High-speed FPGA to CPU Interface

From time to time one has the need to transfer lots of data between an FPGA and a CPU. Unfortunately, there are not that many ways to do that, if you want to get more than a couple MByte/s. There are a couple of approaches, people have been using in the past:

  • Memory bus interface
  • PCIe interface
  • An integrated FPGA+SoC chip
  • InterChip USB

The memory bus is probably the canonical solution for this problem. It has seen much use ever since FPGAs became available. Unfortunately, modern CPUs, especially SoCs, do not export a "normal" memory interface anymore, or if they do, it's shared with the DRAM and NAND flash interace, making it unavailable for all practical purposes. Another problem of this approach is the large pin count that is needed to achieve a decent throughput. But at least the approach is simple, easy to implement and also easy to deal with in software. The new serial memory interfaces (like HyperBus) might change that in the future, but currently, there are only memory modules supporting them and no SoCs

The PCIe interface is becoming more and more common, as it is a low pin count interface to extend the capabilities of SoCs. But it still requires an SoC that is "bigger" and thus more expensive than one might actually want to deal with. Additionally, PCIe is not trivial to get properly working, even if using an IP core. The control logic needed to handle the PCIe (or actually PCI in general) communication is quite complex. Additionally, the signals with their 2.5GHz signaling frequency are not easy to handle if you have to debug the bus.

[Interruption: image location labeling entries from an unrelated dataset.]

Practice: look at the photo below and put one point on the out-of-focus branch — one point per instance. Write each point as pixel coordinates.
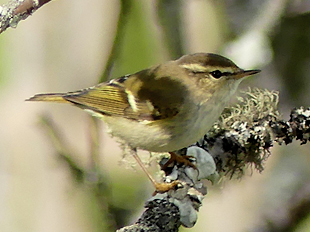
(169, 16)
(16, 10)
(121, 25)
(292, 214)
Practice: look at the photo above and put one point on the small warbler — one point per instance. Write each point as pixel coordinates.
(165, 107)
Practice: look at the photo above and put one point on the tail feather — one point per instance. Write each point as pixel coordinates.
(52, 97)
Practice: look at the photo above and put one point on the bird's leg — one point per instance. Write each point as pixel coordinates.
(180, 159)
(160, 187)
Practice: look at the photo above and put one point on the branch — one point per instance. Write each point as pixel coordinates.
(242, 137)
(17, 10)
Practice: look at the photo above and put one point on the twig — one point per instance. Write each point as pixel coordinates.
(16, 10)
(242, 137)
(121, 25)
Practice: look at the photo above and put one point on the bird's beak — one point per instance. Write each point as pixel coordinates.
(245, 73)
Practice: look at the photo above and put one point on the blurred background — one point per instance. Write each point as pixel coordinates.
(73, 180)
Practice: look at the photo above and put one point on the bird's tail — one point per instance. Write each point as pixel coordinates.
(52, 97)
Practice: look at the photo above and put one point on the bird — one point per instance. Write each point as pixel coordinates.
(163, 108)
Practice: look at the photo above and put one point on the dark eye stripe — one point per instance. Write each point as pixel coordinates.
(216, 74)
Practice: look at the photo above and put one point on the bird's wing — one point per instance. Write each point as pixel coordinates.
(131, 96)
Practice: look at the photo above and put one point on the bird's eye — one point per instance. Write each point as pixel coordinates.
(216, 74)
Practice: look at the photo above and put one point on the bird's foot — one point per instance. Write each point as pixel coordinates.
(179, 159)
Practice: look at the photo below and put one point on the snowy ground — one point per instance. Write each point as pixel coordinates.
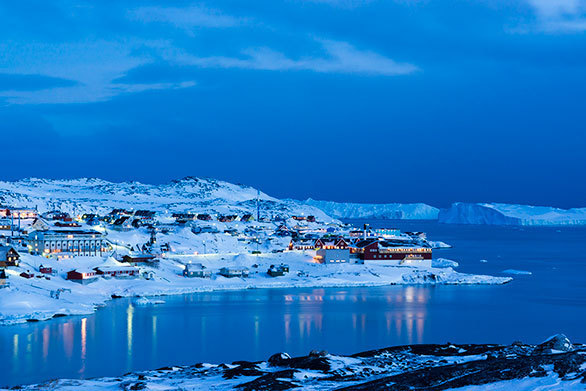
(31, 298)
(439, 367)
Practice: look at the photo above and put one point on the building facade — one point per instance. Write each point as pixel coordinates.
(67, 243)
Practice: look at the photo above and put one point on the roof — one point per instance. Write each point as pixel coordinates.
(194, 267)
(365, 242)
(82, 270)
(114, 268)
(5, 249)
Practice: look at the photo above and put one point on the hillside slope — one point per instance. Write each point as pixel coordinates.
(201, 195)
(340, 210)
(509, 214)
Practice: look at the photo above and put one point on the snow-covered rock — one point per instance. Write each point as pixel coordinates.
(443, 262)
(190, 194)
(508, 214)
(339, 210)
(519, 367)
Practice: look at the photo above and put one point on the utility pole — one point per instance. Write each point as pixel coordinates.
(257, 206)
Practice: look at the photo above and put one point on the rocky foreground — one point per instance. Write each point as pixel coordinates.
(555, 364)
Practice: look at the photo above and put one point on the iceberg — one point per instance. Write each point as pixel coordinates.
(339, 210)
(510, 214)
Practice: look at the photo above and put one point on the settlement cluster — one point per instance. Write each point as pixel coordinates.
(57, 235)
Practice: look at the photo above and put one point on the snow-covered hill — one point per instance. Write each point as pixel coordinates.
(200, 195)
(507, 214)
(375, 211)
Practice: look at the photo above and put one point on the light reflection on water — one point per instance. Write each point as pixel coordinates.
(253, 324)
(123, 337)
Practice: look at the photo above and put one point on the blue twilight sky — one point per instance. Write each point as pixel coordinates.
(346, 100)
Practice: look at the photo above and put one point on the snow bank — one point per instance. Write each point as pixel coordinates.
(508, 214)
(375, 211)
(517, 272)
(443, 262)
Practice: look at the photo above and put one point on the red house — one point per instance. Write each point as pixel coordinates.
(373, 249)
(117, 271)
(82, 276)
(45, 270)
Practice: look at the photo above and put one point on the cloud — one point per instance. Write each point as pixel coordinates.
(20, 82)
(186, 18)
(340, 57)
(560, 16)
(80, 72)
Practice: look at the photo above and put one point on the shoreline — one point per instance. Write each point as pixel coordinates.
(35, 316)
(555, 364)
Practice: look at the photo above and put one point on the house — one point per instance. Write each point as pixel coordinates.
(82, 276)
(67, 224)
(28, 274)
(8, 256)
(234, 271)
(67, 243)
(39, 225)
(331, 242)
(117, 271)
(277, 271)
(45, 270)
(116, 214)
(196, 270)
(207, 229)
(383, 250)
(140, 259)
(19, 213)
(326, 255)
(5, 224)
(123, 223)
(417, 235)
(302, 244)
(93, 221)
(415, 260)
(4, 279)
(227, 218)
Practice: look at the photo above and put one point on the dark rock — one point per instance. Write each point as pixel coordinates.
(558, 342)
(271, 381)
(278, 359)
(244, 369)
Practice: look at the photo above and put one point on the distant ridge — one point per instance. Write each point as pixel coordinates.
(339, 210)
(94, 195)
(511, 214)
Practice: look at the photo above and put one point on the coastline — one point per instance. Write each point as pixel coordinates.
(555, 364)
(30, 301)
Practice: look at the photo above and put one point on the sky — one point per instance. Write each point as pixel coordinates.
(345, 100)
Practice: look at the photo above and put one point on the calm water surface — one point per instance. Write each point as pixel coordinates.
(251, 325)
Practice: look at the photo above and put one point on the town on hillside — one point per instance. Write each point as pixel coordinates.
(55, 235)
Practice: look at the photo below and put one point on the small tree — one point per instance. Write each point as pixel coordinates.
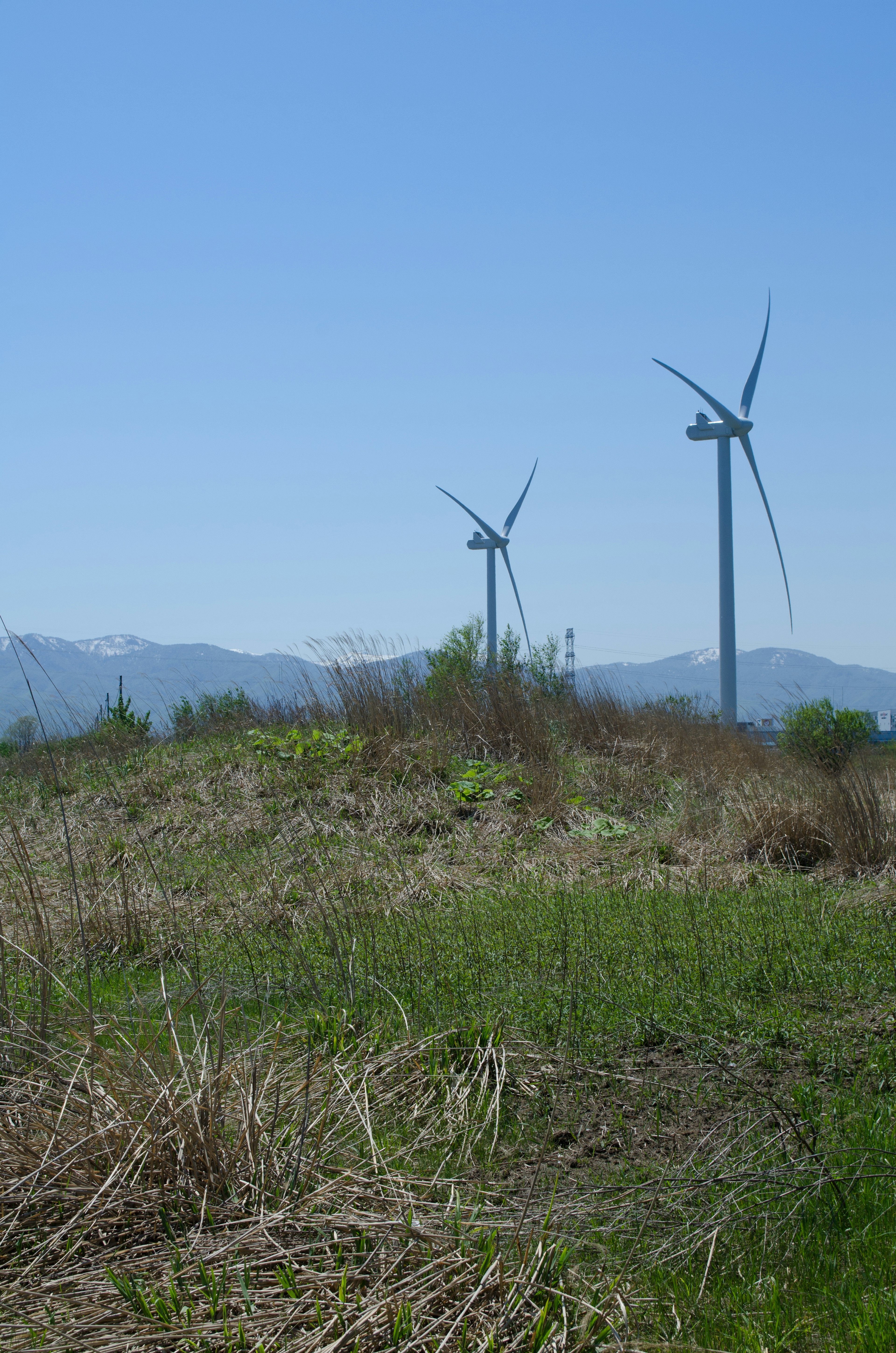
(124, 716)
(822, 735)
(22, 733)
(545, 670)
(459, 661)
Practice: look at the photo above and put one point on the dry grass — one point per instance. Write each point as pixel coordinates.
(227, 1164)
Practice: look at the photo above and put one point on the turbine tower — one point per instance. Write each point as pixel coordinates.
(722, 432)
(492, 542)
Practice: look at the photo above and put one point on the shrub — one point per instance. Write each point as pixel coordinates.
(461, 662)
(212, 711)
(822, 735)
(124, 716)
(21, 734)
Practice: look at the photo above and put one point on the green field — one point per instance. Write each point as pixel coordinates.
(478, 1036)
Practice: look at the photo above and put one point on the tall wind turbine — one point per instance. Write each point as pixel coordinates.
(492, 542)
(722, 432)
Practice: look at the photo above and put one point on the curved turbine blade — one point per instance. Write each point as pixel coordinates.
(714, 404)
(514, 515)
(504, 551)
(489, 531)
(745, 443)
(746, 398)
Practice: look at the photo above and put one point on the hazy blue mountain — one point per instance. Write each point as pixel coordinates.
(768, 678)
(155, 674)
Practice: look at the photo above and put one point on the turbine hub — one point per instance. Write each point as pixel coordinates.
(706, 431)
(484, 543)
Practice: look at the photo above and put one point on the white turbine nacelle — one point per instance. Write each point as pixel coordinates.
(480, 542)
(706, 431)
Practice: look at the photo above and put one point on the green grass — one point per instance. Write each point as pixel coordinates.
(761, 1014)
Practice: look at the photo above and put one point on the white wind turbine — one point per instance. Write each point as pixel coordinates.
(722, 432)
(492, 542)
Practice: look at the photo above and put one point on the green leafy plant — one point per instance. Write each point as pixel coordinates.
(124, 716)
(825, 737)
(691, 710)
(317, 746)
(606, 827)
(477, 783)
(212, 711)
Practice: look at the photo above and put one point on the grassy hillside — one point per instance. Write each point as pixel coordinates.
(488, 1019)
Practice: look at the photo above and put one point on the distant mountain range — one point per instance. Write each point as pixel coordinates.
(768, 678)
(156, 676)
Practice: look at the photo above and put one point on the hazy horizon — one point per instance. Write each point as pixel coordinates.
(273, 274)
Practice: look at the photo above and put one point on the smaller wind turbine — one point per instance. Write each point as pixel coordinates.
(492, 542)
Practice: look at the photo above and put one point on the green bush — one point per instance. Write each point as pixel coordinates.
(462, 661)
(212, 711)
(21, 734)
(825, 737)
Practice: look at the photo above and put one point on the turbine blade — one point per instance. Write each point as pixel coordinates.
(745, 443)
(504, 551)
(514, 515)
(714, 404)
(489, 531)
(746, 398)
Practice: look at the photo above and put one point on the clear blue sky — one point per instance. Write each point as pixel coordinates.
(273, 271)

Similar things can be said about InterChip USB. Although USB is available on almost all SoCs these days (and even micro-controllers), InterChip USB is rather rare. The FPGA emulates in this case an USB device, which gets connected directly to the SoC (or an USB hub, if needed) without going onto a connector. The advantage of a very low pin count (just two wires) is great, but in reality one would need something like UTMI or its cousin ULPI to connect an USB PHY to the FPGA. Still, ULPI is with just 12 signals (or 8 if using 4 bit signaling) quite lightweight. Here again, we have the drawback of having a relatively complex signaling protocol between the device and the host, due to the complexity of USB.

The combination of an FPGA and an ARM SoC on the same chip seems to be getting more popular these days, and both Xilinx and Altera have quite good offerings there. This offers also a very easy and very fast (both in terms of throughput and latency) interface between the FPGA and SoC part. But unfortunately, these chips are rather expensive, and the FPGA part is often smaller than what you would get for an similar dedicated FPGA chip.

I was today talking about this very problem with Marek Vasut. And after enumerating the obvious solutions above, we had the idea to emulate an Ethernet PHY on the FPGA. This means, the FPGA acts like an network port and transmits and receives Ethernet packets. An RGMII interface needs only 12 pins, runs at 125MHz (albeit DDR) and can transfer up to 100MByte/s of data. Sending and receiving is pretty simple: for sending, just build an Ethernet frame (possibly containing an IP packet and an UDP header) where most of the boilerplate data is just constant. For receiving, the FPGA needs to detect the beginning of the Ethernet frame, and extract the data (possibly validating that it's actual desired data from and not some runt application trying to configure the network interface. Beside that, there is no complex control protocol running or any state to be kept inside the FPGA. No need for big memory pages to keep static configuration to fulfill some protocol requirements. And what makes this so beautiful: SoCs with more than just one RGMII interface are quite common and the interface does not even need special drivers on the operating system, as long as the right packets can be produced and received (which all operating systems I know off support). And if one is a bit mischievous one could think of ways how to make the FPGA pass all packets that are not meant for it to a real Ethernet PHY and thus not occupy any resources on the SoC at all.